Severiano Gil

Melilla, España
Escritor e historiador. Nacido en Villa Nador (Marruecos) en 1955. Se traslada con su familia a Melilla a mediados de los sesenta, aunque no deja de estar en contacto con el entorno marroquí, en especial con la que fuera región oriental del antiguo Protectorado.

jueves, 6 de febrero de 2014


Gaviotas inmortales

Severiano Gil 2004

Sólo las gaviotas saben que no son inmortales, sólo ellas.

Porque nadie ha visto nunca su cementerio, a pesar de que —quien viva en la costa puede advertirlo— forman enormes bandadas que adornan el cielo y se alimentan en el mar. Pero pueden preguntar a cualquiera de aquéllos si han visto algún cadáver de esta ave marina.

Nunca.

Si acaso, alguna vez, algún ejemplar ha podido morir accidentalmente atropellado por un coche, golpeado por un helicóptero o envenenado con algún tipo de raticida; sólo en esas circunstancias, poco significativas por lo escasas, algún humano habrá podido ver y hasta tocar el despojo emplumado en gris y blanco de una gaviota muerta.

Yo mismo he pasado horas y horas, apostado en mi terraza que mira al Mediterráneo africano, espiando los acantilados que hay al pie de mi casa, y las he visto, día a día, aparecer al alba, gritonas y muy visibles a contra luz; planeando como si estiraran sus miembros después del sueño.

Algunas se posan sobre las farolas que bordean la carretera situada al borde del acantilado, y permanecen un rato para descansar, hasta que otra ave de más rango dentro de la bandada la expulsa con la amenaza de posarse en el mismo sitio.

Parece que vuelan sin rumbo, por gusto o diversión, y no digo que no lo hagan a veces; pero, en realidad, están preocupadas por si podrán comer algo, y patrullan sobre la línea de la costa en busca de algún pez muerto y arrojado a la arena por la marea, tal vez la carnada estropeada de un pescador nocturno; y, cuando descartan encontrar alimento, se van, derechas como misiles, hacia los vertederos de la ciudad, donde rebuscan entre envolturas de chocolatinas, cajas grasientas de pizzas y montones de desperdicios urbanos, antes de que los quemen.

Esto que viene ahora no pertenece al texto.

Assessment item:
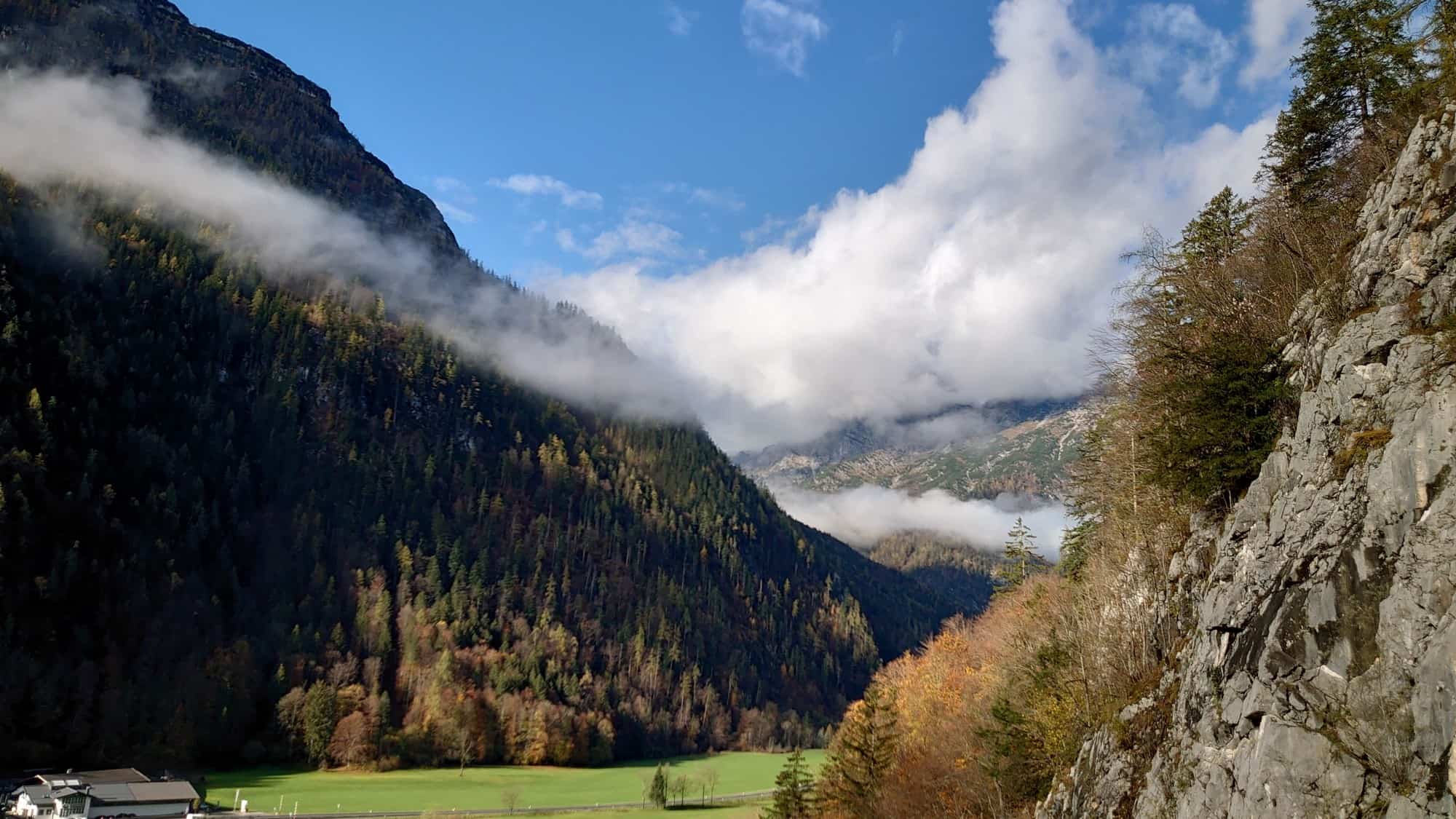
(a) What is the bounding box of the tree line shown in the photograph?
[766,0,1456,819]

Alguna tarde protagonizan el espectáculo de verlas lanzarse en picado sobre bancos de peces que nadan a poca profundidad, y reaparecen de su zambullida con el pico ocupado por su captura. Otras veces, sobre todo cuando la falta de viento deja volar a los mosquitos en masa, se entretienen en cazarlos al vuelo y, a simple vista, parece que juegan haciendo cabriolas en el aire sin motivo.

Pero nadie las ha visto morir, ya digo, ni yo. Aunque...

No hace mucho --¿o quizá lo he soñado?--, me enteré de que, desde hace tiempo, las gaviotas han encontrado el modo de no estorbar cuando dejan la vida. Cada gaviota sabe –¡qué suerte!— el tiempo que le queda y, cuando llega el momento, buscan una piedra de regular tamaño y la aferran con fuerza entre sus garras para, después de volar hacia un lugar determinado que sólo ellas conocen, dejarse caer sobre el mar, como si se posaran normalmente, pero hundiéndose de inmediato bajo las aguas, lastradas por el peso de la roca.

El rictus de sorpresa al producirse la muerte por ahogamiento impide que suelten la piedra, y el peso de ésta arrastra a las aves hacia las profundidades, hasta que acaban posándose en el fondo de ese lugar desconocido.

Algunas especies marinas se sirven de ese cementerio para alimentarse con los cadáveres de estos láridos; pero, por regla general respetan el camposanto y, allí, en la oscuridad del fondo marino,
las gaviotas van convirtiéndose, de pájaros blancos y grises, en esqueletos inmóviles y fijados al fondo del abismo y aferrados a la piedra que las sumergió.

Algún día, un buzo descubrirá uno de estos cementerios, y se acabará el misterio; pero, de cualquier modo, resulta una forma ingeniosa y útil que, además de ahorrarnos el desagradable espectáculo de sus cuerpos corrompidos, nos incitan a seguir pensando que las gaviotas no mueren jamás.